There was the afternoon last week when we took LB to his preschool and TK and I got to spend some one-on-one time together, rare these days, and we walked around town and passed an elderly gentleman relying on a cane to walk. TK walked beside him and grinned up at him, and I was reminded of how much he sees that other people miss–how his heart is shaped uniquely to feel others’ “weaknesses” and “burdens” and recognize–rename–them as “special.” This boy, he sees everything, to the point that I have to slow down for him (you can imagine how well I take that at times)–he slows me down. He makes me see. It is so inconvenient, and so life-giving.

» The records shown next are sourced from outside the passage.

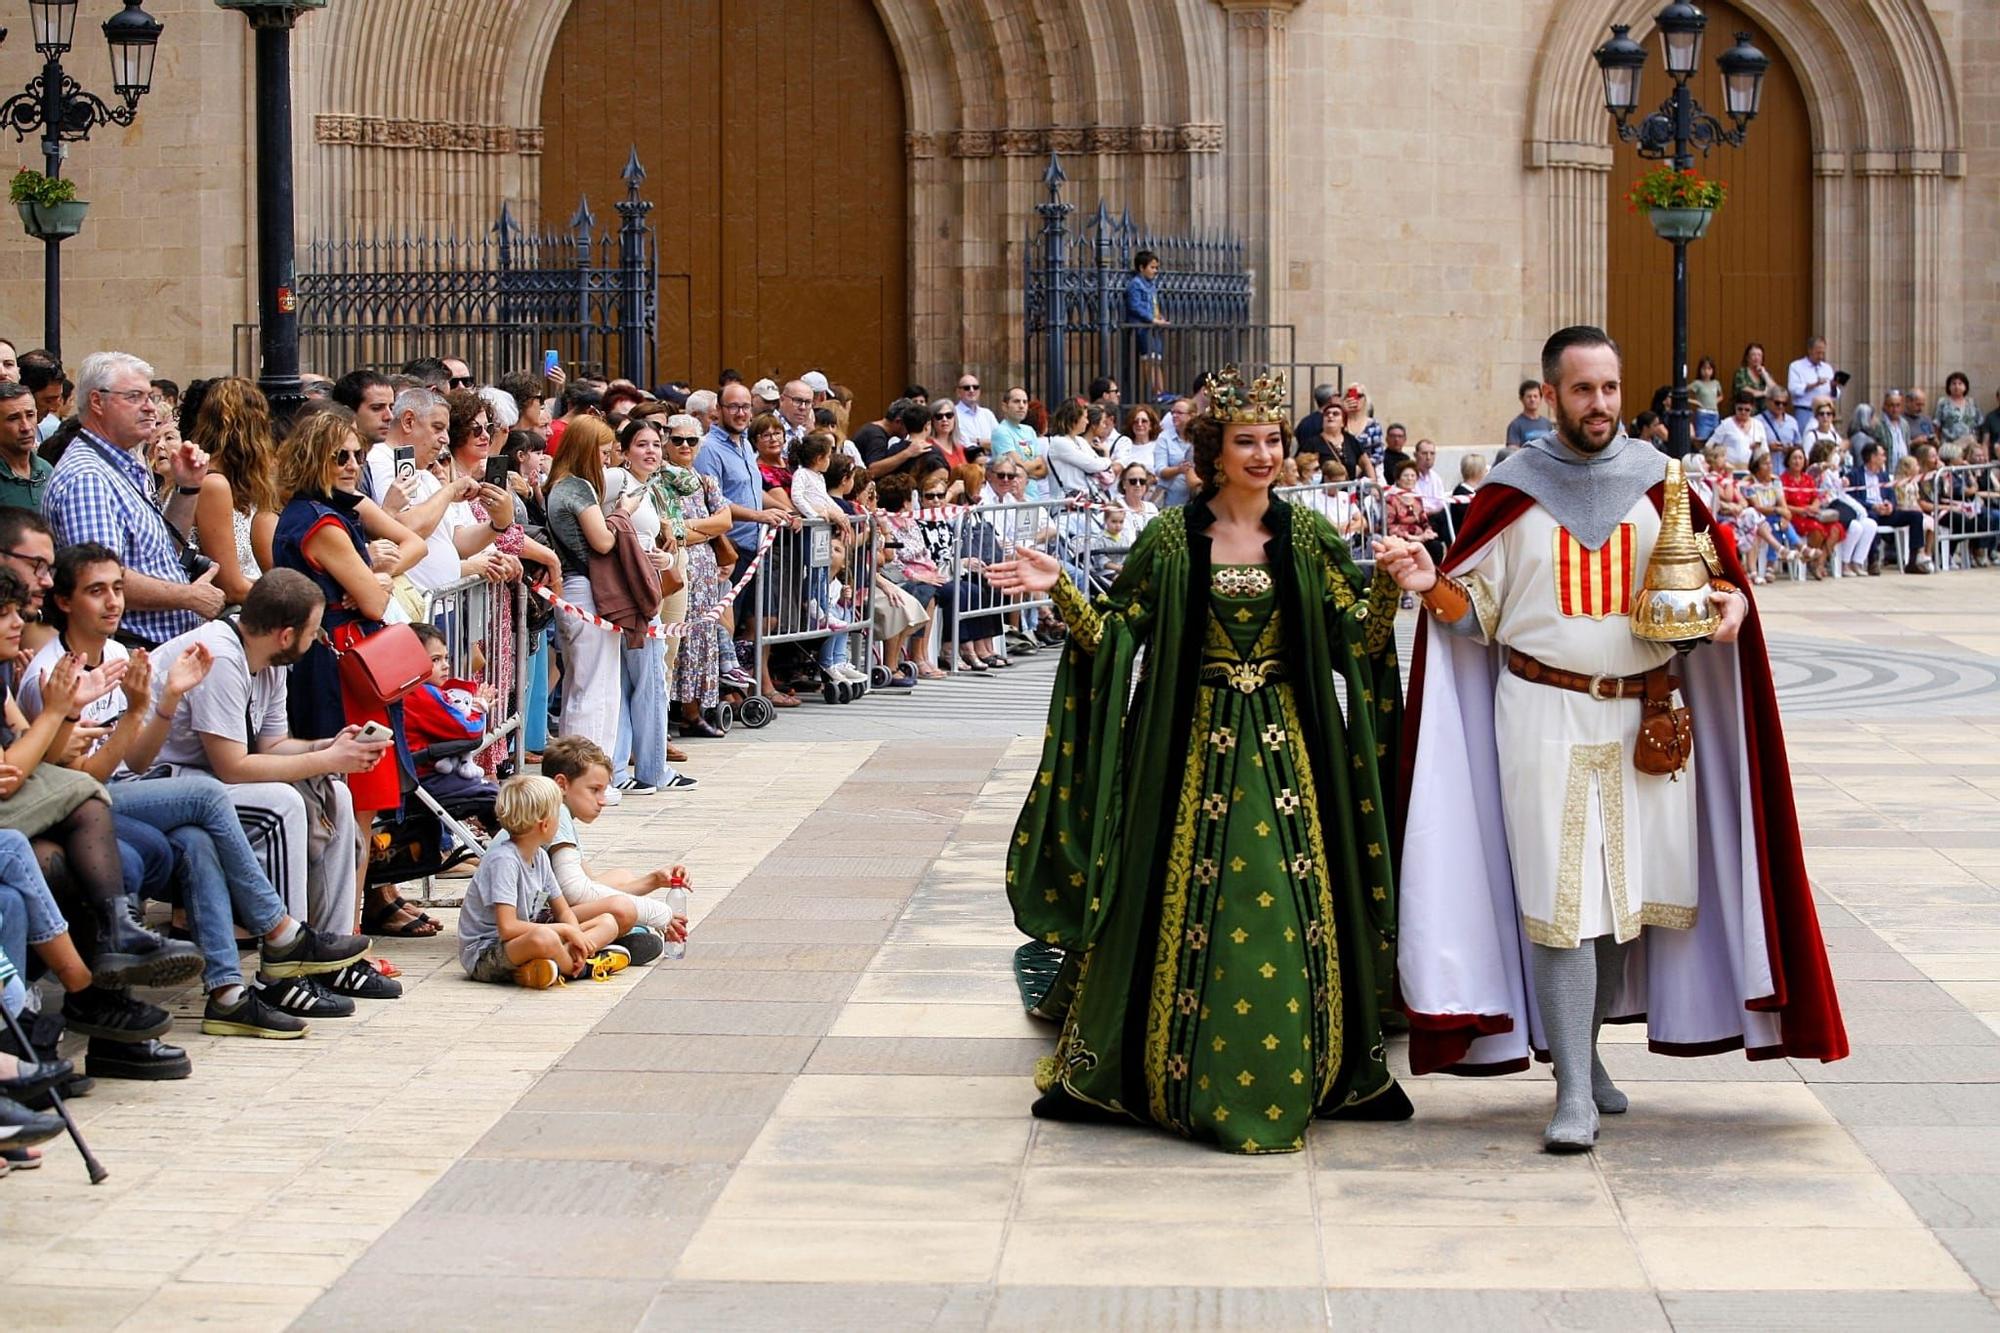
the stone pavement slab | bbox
[11,570,2000,1329]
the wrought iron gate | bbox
[1020,153,1335,410]
[243,150,659,385]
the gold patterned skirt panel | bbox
[1144,678,1340,1154]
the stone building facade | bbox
[0,0,1984,444]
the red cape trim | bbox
[1399,481,1849,1072]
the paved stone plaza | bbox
[2,572,1999,1330]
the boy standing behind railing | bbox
[1125,249,1169,403]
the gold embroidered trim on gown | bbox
[1524,740,1698,947]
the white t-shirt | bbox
[1710,415,1769,469]
[365,443,398,501]
[1112,436,1158,472]
[404,470,467,590]
[605,469,664,545]
[19,636,131,761]
[149,620,290,771]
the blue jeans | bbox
[110,775,288,992]
[0,829,65,987]
[524,627,551,754]
[614,632,672,788]
[114,815,174,904]
[805,569,848,673]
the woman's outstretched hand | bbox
[985,546,1061,596]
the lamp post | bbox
[1594,3,1769,458]
[0,0,165,361]
[215,0,324,423]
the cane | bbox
[0,1004,106,1184]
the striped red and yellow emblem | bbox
[1553,522,1637,620]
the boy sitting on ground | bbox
[457,775,660,988]
[541,736,691,945]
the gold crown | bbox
[1203,365,1288,424]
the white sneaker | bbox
[602,785,623,807]
[835,664,869,685]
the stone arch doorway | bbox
[1604,0,1812,415]
[539,0,910,410]
[1525,0,1962,407]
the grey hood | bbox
[1486,428,1667,550]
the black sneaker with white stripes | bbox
[615,779,657,796]
[660,773,698,790]
[323,960,403,1000]
[258,975,356,1020]
[201,987,308,1040]
[259,926,371,979]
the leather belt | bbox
[1505,648,1664,702]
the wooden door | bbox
[541,0,909,415]
[1606,0,1811,411]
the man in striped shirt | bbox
[41,352,223,648]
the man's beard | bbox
[271,641,311,668]
[1554,397,1619,456]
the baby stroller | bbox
[366,738,496,904]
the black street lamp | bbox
[1594,3,1769,458]
[215,0,324,423]
[0,0,165,361]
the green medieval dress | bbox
[1008,496,1405,1154]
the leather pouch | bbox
[1634,668,1692,779]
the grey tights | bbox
[1529,936,1631,1152]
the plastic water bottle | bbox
[665,871,689,959]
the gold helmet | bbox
[1202,365,1288,424]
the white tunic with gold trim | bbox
[1453,497,1698,947]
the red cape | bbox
[1396,481,1848,1073]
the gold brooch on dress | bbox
[1212,566,1274,598]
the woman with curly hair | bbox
[189,377,280,605]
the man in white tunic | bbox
[1379,327,1846,1153]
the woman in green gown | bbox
[986,369,1411,1155]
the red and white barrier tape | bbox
[531,528,793,641]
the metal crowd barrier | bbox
[398,575,530,906]
[941,497,1099,673]
[748,515,880,696]
[1276,478,1386,568]
[419,575,531,768]
[1923,463,2000,571]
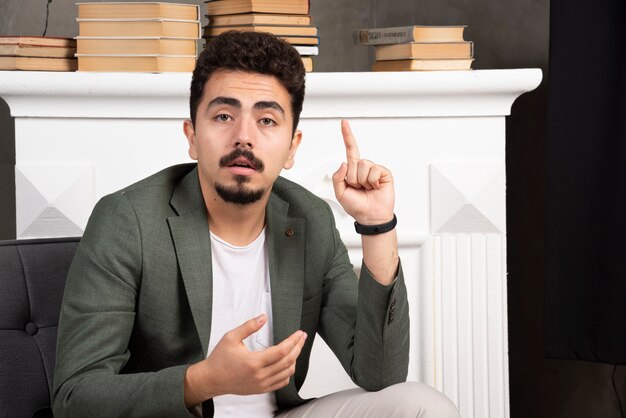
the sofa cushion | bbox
[0,237,79,418]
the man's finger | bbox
[357,160,375,190]
[261,331,307,378]
[341,119,360,162]
[258,330,305,367]
[224,314,267,343]
[367,165,383,189]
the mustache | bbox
[219,149,265,172]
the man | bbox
[52,31,459,417]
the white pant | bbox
[276,382,460,418]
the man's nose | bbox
[233,118,255,149]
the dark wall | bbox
[0,98,15,240]
[0,0,548,70]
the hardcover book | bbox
[375,41,473,61]
[0,44,75,58]
[77,18,201,38]
[77,2,199,20]
[0,56,77,71]
[203,35,319,45]
[372,58,473,71]
[207,13,311,26]
[203,24,318,37]
[0,36,76,48]
[205,0,310,16]
[301,56,312,72]
[76,37,197,55]
[354,25,466,45]
[76,54,196,72]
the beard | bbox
[215,176,265,205]
[215,148,266,205]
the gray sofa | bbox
[0,237,80,418]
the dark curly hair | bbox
[190,31,306,134]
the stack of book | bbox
[202,0,318,72]
[0,36,77,71]
[354,25,474,72]
[75,2,201,72]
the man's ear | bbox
[283,130,303,170]
[183,119,198,160]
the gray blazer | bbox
[52,163,409,417]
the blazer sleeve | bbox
[52,193,193,418]
[316,205,410,391]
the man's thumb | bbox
[229,314,266,342]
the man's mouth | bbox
[228,157,256,170]
[219,149,265,173]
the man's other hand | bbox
[184,314,307,407]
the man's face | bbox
[184,69,302,205]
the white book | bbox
[294,45,319,56]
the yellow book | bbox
[206,0,310,16]
[76,54,196,72]
[76,37,197,55]
[0,44,75,58]
[372,58,474,72]
[203,24,318,37]
[77,18,201,38]
[301,56,312,72]
[203,35,319,45]
[0,56,77,71]
[375,41,473,61]
[77,2,199,20]
[0,36,75,47]
[208,13,311,26]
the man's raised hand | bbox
[332,119,395,225]
[184,314,307,407]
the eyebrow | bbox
[254,101,285,119]
[207,96,241,109]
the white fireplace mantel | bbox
[0,70,539,118]
[0,69,541,418]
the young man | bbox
[52,31,459,417]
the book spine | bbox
[353,27,417,45]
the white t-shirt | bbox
[208,228,276,417]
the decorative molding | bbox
[430,162,505,234]
[0,69,542,119]
[16,164,94,238]
[432,234,508,418]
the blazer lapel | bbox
[167,167,213,356]
[266,194,305,343]
[266,193,305,405]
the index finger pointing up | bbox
[341,119,360,161]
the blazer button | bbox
[285,228,295,237]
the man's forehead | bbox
[202,70,291,113]
[205,69,286,95]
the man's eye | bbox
[216,114,231,122]
[260,118,275,126]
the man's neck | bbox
[202,187,268,247]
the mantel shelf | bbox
[0,69,541,119]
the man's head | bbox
[184,31,306,207]
[189,31,306,134]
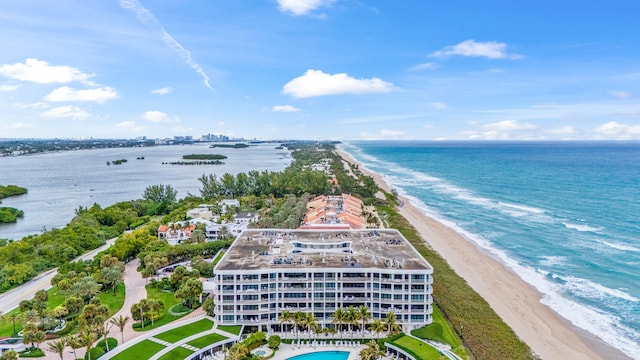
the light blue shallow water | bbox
[340,141,640,359]
[287,351,349,360]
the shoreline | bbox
[336,149,629,360]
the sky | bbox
[1,0,640,141]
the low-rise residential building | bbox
[300,194,366,230]
[158,221,196,245]
[211,229,433,333]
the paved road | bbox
[0,238,116,314]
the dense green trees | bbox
[0,207,24,223]
[0,201,149,292]
[0,185,27,199]
[143,184,177,204]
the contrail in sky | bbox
[119,0,213,91]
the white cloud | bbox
[14,102,50,109]
[283,69,393,98]
[0,58,94,84]
[140,110,179,123]
[41,105,91,120]
[44,86,118,103]
[359,129,407,140]
[409,62,439,71]
[0,84,19,91]
[423,124,434,129]
[461,120,537,140]
[216,121,225,126]
[117,120,146,132]
[429,102,447,110]
[151,87,173,95]
[483,119,536,131]
[277,0,334,16]
[120,0,213,91]
[609,91,633,99]
[548,126,575,135]
[8,122,34,129]
[593,121,640,139]
[117,121,137,128]
[430,40,520,59]
[271,105,300,112]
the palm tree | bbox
[6,312,21,336]
[0,349,18,360]
[110,315,130,344]
[301,313,317,339]
[46,338,67,360]
[347,306,360,340]
[66,334,82,360]
[331,308,347,340]
[98,322,113,352]
[369,319,386,339]
[293,312,305,341]
[359,340,384,360]
[384,311,401,335]
[358,305,371,337]
[146,298,164,326]
[82,330,97,360]
[279,310,293,338]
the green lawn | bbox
[47,286,67,308]
[0,284,125,337]
[212,250,225,265]
[111,339,166,360]
[391,335,443,360]
[217,325,242,335]
[134,286,192,332]
[157,346,194,360]
[0,308,22,337]
[187,333,227,348]
[411,304,465,356]
[154,318,214,343]
[97,282,126,316]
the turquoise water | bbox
[286,351,350,360]
[340,141,640,359]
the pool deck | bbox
[270,342,394,360]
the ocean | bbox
[339,141,640,359]
[0,143,291,240]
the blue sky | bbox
[1,0,639,140]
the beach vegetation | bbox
[378,202,534,359]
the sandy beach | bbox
[336,149,629,360]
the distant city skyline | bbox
[1,1,639,140]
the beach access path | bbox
[0,237,116,314]
[336,149,629,360]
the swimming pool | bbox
[286,351,349,360]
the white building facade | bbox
[212,229,433,333]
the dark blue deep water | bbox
[340,141,640,359]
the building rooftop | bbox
[215,229,432,272]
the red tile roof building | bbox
[299,194,366,230]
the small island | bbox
[0,207,24,223]
[209,143,249,149]
[107,159,128,165]
[0,185,27,223]
[163,160,225,165]
[182,154,227,160]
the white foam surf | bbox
[562,222,604,233]
[598,241,640,252]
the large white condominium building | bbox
[212,229,433,332]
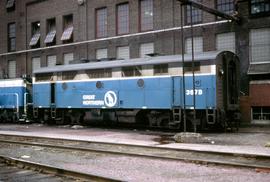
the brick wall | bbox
[250,83,270,106]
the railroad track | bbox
[0,134,269,172]
[0,155,120,182]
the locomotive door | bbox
[50,82,55,105]
[223,57,239,109]
[50,82,56,119]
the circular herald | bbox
[104,91,117,107]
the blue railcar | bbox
[0,78,30,122]
[32,51,240,130]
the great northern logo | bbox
[104,91,117,107]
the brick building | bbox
[0,0,269,124]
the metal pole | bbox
[190,4,197,133]
[180,4,187,132]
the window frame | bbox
[96,7,108,38]
[29,21,41,48]
[216,0,235,17]
[61,14,73,43]
[249,0,270,17]
[116,2,130,35]
[45,18,56,45]
[139,0,154,32]
[185,0,202,25]
[8,22,16,52]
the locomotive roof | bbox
[33,50,233,74]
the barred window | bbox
[186,0,202,24]
[122,66,142,77]
[250,0,270,15]
[140,42,154,58]
[216,32,235,53]
[140,0,153,31]
[217,0,235,15]
[183,62,201,72]
[86,69,112,78]
[62,71,77,80]
[96,8,108,38]
[117,46,130,59]
[8,23,16,52]
[35,73,53,82]
[250,28,270,63]
[96,48,108,59]
[117,3,129,35]
[185,37,203,54]
[154,64,168,75]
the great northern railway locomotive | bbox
[0,51,240,130]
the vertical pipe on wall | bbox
[180,4,186,132]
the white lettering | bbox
[186,89,203,96]
[83,100,104,106]
[83,95,95,100]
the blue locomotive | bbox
[0,78,31,122]
[30,50,240,130]
[0,51,240,130]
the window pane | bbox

The heat, it is wearing me down. And now that the initial shock and adrenaline of moving have worn off, there is room for anxiety to enter in, space for frustration and lostness to show up and threaten to undo me. And I am so easily undone. The people here have friend sets and lunchbox intel and different foods and words for those foods and even my phone is new and doesn’t understand what I want to type (#firstworldproblems). I feel so out of place sometimes. It hurts, and I realize I have to let it–I have to take that time in the car after a near-ticket and a rough morning and let the tears flow, let the grief wash over me, because it’s not really about being in a new place, it’s about being in the old one–the one where I’m afraid I’m never going to fit in, never going to be really known.

There’s a print hanging on our wall here that reads, “I once was lost but now am found.” I found it online before we left Atlanta and had it shipped here, and it greets me when we walk in the door, and no matter the day I’ve had, I choose to believe it. Some days make that choice so hard. Others make it easy. Most days are a combination of both. But I watch it happening: the ways we are being seen, and known, slowly over time and through heat. How more faces and places are becoming familiar. How people are embracing my children, and how the way they say my name–“Mommy”–can change in an instant from needy to awe-filled, and I know it: that grace was here before we were, making this a home, and grace isn’t finished yet. I listened to it this morning, the reminder of the woman who knew the voice when it said her name–and I believe that that same voice calls things into being that aren’t there yet, even as I ache for them. I believe, but also…I don’t? Which is okay, because I know, and more than that, I am known.